At this point, you are strapped in for the roller coaster ride. They typically will start to sprinkle in just enough of the previous loving behavior to thoroughly confuse you and your chemical make up. The intense highs and lows of the various chemical floods to our system become the new normal and the new comfort zone. Life starts to feel out of control if you are not experiencing the intense peaks and valleys, very similar to a drug addict chasing their next high.
This does not happen overnight. The process is slow and continuous. By this point your brain has changed and you are addicted to these spikes. Even when you make the cognitive choice (or the narcissist may make the choice for you) to leave the relationship, the chemical pull continues. You may think about giving them another chance or get caught up again in their twisted lies. You may feel like you are so much a part of them that you can’t live without them. You may try to convince yourself to stay in the cycle because it’s familiar and now is the supply to your altered brain chemistry. This is trauma bonding. It is the very reason why leaving a narcissist or going no contact feels like a withdrawal to your system. On a physiological level- it is.

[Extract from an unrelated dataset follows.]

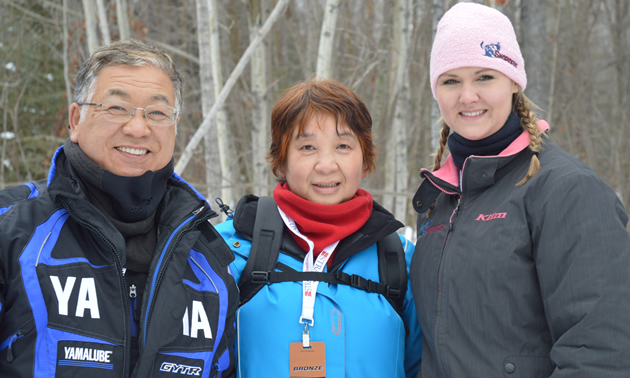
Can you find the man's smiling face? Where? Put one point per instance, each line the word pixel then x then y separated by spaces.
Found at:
pixel 126 148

This a very basic, but also straightforward and concise look at the intricate development of trauma bonding. I will save the steps for successfully leaving a narcissist for another post, but I wanted to provide you with the educational framework as to why it is so hard to break free from this type of relationship. You are now armed with the language to speak kindly to yourself and use self talk to walk yourself through what is happening. You also have language to explain what you are experiencing when others say “Just ignore them” or “Just leave”. You are not going crazy. You are not a glutton for punishment. You are not weak. With the right tools and supports, you can reverse this process and break free from the trauma bonds of the narcissist.